SUS and HES data is health data, and thus is to be treated with extra care and all personal information retained, disposed of and pseudonymised to ensure the greatest attention is given to i5 responsible controlling and processing of the same. Safeguards are in place at every level of SUS and HES data treatment in line with laws, rules, regulations, and legislation relevant to i5’s activities. Policies such as incident response, security escalation, breach notification, and the like are regularly reviewed and updated to conform with Data Protection Laws and i5’s own efforts to ensure the HES data it handles is protected with best practice corporate governance.


The SUS and HES data i5 collects and applies analytics to is accessed by Customers only through this website, and is only used for the purpose of providing those services for which the Customer has engaged i5. These services include presenting the website and its contents to You, maintaining and improving i5 products and services, and assisting with statistical analysis to benefit health and social care decisions. We provide reports to Customers (“Client Reports”), and these Client Reports are aggregate statistical reports provided to organisations that relate to overall service delivery information, trends within and across organisations.

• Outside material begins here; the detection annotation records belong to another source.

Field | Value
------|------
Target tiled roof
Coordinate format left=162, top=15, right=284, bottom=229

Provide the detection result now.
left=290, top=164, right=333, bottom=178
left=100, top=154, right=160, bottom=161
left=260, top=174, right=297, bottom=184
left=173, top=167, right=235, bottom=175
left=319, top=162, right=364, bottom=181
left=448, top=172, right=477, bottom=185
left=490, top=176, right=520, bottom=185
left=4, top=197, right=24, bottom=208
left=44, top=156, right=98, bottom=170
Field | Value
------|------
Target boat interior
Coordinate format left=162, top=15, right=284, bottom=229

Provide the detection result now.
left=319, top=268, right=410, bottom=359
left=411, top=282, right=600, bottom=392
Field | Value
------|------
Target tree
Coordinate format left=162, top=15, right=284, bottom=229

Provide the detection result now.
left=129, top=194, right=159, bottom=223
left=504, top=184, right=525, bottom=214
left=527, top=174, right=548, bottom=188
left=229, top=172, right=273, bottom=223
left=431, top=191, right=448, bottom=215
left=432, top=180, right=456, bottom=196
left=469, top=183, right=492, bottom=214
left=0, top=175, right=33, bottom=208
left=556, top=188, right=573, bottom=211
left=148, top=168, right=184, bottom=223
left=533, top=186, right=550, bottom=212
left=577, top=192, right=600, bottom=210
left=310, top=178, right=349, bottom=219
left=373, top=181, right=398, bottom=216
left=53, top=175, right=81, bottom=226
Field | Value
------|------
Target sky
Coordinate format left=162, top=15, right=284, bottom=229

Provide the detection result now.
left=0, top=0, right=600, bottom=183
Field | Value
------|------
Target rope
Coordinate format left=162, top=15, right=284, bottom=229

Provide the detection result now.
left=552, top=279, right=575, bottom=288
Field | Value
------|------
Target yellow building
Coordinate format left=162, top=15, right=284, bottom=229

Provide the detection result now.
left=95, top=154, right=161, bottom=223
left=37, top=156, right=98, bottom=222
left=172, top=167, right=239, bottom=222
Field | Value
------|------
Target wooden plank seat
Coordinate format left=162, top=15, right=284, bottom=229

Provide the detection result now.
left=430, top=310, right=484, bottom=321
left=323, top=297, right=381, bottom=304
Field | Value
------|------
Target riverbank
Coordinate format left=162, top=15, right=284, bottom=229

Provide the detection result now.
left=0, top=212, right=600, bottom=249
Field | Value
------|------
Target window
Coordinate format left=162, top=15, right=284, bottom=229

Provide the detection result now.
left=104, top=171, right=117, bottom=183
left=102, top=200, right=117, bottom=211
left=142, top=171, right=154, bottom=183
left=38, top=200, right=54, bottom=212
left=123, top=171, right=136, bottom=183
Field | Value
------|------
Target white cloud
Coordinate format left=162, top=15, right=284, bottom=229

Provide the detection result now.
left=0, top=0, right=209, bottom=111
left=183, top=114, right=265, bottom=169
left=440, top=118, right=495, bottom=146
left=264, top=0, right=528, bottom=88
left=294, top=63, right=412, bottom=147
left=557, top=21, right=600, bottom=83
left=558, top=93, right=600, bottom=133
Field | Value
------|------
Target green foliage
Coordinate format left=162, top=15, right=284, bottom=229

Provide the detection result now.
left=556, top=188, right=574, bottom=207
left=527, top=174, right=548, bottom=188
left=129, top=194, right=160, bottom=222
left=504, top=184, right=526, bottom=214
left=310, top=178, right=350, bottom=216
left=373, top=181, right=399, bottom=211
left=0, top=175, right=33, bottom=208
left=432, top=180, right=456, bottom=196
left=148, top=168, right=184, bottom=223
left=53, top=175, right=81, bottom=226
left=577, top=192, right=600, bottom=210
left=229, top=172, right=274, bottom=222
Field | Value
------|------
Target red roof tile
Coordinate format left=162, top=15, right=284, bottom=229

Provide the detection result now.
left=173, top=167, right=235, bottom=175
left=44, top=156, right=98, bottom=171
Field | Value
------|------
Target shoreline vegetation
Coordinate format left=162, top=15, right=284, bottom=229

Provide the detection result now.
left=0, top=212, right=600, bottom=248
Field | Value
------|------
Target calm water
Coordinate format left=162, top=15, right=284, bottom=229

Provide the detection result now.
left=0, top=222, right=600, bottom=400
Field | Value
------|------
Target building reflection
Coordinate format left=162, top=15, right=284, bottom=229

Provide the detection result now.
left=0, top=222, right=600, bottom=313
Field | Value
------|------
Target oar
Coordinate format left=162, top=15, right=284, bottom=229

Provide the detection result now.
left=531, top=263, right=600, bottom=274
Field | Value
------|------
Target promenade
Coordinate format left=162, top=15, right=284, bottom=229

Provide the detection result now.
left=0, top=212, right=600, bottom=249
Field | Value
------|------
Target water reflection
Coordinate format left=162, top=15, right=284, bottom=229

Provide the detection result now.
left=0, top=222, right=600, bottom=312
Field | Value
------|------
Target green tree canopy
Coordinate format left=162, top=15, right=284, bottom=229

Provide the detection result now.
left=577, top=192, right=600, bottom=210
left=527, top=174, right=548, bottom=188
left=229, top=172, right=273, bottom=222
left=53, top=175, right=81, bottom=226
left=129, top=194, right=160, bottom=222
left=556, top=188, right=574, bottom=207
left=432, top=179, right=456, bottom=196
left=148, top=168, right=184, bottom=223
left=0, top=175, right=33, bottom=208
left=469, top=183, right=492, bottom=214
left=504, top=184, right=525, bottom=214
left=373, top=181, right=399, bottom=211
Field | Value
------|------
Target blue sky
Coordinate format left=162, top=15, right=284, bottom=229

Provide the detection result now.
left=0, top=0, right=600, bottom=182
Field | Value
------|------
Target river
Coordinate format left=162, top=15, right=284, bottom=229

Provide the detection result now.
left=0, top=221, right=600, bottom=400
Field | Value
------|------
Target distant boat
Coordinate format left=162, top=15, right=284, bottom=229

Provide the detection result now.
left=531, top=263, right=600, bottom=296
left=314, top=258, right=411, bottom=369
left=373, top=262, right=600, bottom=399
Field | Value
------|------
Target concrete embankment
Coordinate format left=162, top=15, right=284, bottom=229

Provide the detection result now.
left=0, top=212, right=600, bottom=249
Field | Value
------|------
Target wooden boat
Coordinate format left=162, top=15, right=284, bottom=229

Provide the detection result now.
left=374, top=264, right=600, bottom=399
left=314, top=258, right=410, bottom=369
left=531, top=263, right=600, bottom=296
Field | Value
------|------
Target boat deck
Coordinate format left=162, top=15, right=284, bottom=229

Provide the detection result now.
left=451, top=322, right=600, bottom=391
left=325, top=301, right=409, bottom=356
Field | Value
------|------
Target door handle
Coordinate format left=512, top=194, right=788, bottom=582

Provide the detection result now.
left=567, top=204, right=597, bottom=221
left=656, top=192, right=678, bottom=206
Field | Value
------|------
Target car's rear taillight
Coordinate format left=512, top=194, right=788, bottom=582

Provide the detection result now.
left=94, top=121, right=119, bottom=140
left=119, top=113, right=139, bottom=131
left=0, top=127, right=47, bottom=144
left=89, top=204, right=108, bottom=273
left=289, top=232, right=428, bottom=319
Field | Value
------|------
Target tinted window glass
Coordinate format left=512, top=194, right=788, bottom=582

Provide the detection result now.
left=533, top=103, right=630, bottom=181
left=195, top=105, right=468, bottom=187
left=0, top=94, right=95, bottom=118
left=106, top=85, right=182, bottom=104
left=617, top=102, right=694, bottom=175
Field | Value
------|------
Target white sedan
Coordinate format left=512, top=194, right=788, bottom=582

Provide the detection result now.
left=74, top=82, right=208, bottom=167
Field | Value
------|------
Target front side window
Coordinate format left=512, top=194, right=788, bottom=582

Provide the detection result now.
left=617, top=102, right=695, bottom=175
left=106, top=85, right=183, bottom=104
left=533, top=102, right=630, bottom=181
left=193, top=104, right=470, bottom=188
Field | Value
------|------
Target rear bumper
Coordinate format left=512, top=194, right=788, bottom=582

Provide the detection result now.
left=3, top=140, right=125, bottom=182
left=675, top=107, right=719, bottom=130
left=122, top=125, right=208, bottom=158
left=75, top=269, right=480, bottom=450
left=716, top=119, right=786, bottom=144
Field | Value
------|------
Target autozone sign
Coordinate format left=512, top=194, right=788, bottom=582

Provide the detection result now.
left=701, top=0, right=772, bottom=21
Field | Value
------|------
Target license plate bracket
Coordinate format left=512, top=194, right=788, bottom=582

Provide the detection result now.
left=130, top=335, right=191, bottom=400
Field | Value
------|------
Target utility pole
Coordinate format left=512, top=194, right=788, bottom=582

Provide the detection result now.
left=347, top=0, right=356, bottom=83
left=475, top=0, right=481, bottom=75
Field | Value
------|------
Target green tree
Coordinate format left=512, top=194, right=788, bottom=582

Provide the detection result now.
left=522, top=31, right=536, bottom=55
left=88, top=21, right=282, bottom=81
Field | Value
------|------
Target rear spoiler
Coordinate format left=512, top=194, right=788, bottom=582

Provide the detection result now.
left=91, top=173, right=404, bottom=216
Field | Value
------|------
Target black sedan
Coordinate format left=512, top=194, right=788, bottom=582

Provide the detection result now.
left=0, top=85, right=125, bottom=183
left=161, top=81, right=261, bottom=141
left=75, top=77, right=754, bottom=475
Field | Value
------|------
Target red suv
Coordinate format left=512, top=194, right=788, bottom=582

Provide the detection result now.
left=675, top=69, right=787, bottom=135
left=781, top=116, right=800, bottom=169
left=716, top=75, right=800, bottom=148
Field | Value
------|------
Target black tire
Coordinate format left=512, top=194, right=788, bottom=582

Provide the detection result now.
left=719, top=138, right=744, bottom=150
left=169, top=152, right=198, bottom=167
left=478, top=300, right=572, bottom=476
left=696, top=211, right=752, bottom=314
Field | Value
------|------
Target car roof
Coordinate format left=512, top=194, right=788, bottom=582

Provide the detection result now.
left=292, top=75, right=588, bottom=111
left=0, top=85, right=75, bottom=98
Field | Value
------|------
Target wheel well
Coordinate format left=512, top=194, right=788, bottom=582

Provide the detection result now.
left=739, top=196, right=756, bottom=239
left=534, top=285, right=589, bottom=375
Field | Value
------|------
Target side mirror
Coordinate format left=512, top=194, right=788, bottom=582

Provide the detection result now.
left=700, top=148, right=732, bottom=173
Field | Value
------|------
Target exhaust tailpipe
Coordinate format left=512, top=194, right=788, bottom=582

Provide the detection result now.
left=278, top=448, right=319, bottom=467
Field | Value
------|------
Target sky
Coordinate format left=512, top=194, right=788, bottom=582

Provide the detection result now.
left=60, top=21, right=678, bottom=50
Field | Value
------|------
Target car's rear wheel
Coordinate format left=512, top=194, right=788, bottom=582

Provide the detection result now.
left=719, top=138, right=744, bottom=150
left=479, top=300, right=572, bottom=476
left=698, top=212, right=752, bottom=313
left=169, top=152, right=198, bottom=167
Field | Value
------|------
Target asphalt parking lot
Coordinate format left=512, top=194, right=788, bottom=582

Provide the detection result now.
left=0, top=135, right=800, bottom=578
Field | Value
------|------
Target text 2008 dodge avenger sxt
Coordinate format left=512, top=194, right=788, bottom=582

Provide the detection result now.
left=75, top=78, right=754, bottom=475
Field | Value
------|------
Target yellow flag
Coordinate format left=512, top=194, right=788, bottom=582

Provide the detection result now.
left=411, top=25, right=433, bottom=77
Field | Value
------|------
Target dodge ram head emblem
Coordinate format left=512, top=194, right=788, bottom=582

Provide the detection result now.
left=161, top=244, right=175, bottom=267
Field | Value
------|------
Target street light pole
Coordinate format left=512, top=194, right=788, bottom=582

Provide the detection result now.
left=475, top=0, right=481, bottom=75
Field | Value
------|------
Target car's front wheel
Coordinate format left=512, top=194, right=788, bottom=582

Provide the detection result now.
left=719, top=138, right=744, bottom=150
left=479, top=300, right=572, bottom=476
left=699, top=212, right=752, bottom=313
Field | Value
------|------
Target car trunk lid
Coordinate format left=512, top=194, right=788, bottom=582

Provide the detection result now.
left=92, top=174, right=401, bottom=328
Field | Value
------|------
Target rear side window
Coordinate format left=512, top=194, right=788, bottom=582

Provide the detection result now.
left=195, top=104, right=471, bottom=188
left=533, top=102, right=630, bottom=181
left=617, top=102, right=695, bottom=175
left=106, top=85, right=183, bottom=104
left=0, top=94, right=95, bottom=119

i5 maintains a rolling seven (7) full years of data and the oldest year is destroyed on receipt of the latest year. At the end of a retention period, i5 removes expired data, and can provide appropriate destruction certificates. Data is retained only for so long as necessary for the purposes set out herein and as agreed with Customers, and complies with data deletion requests.


i5 maintains a robust cache of safeguards to protect SUS and HES data from loss, interference, misuse, unauthorized access, disclosure, alteration, or destruction. We also maintain regularly updated procedures to help ensure that the analytics of SUS and HES data are completely reliable for i5 Customers’ intended use. i5 conducts automated assessments to operationalize privacy by design, and regularly reviews its Data Privacy Impact Assessments to self-evaluate, always improving where possible the security and protection of the data We process, to reflect best practice – with respect to every aspect of SUS and HES data transfers, contracting, risk control, and complying with Article 35 of the GDPR and Data Protection Laws generally.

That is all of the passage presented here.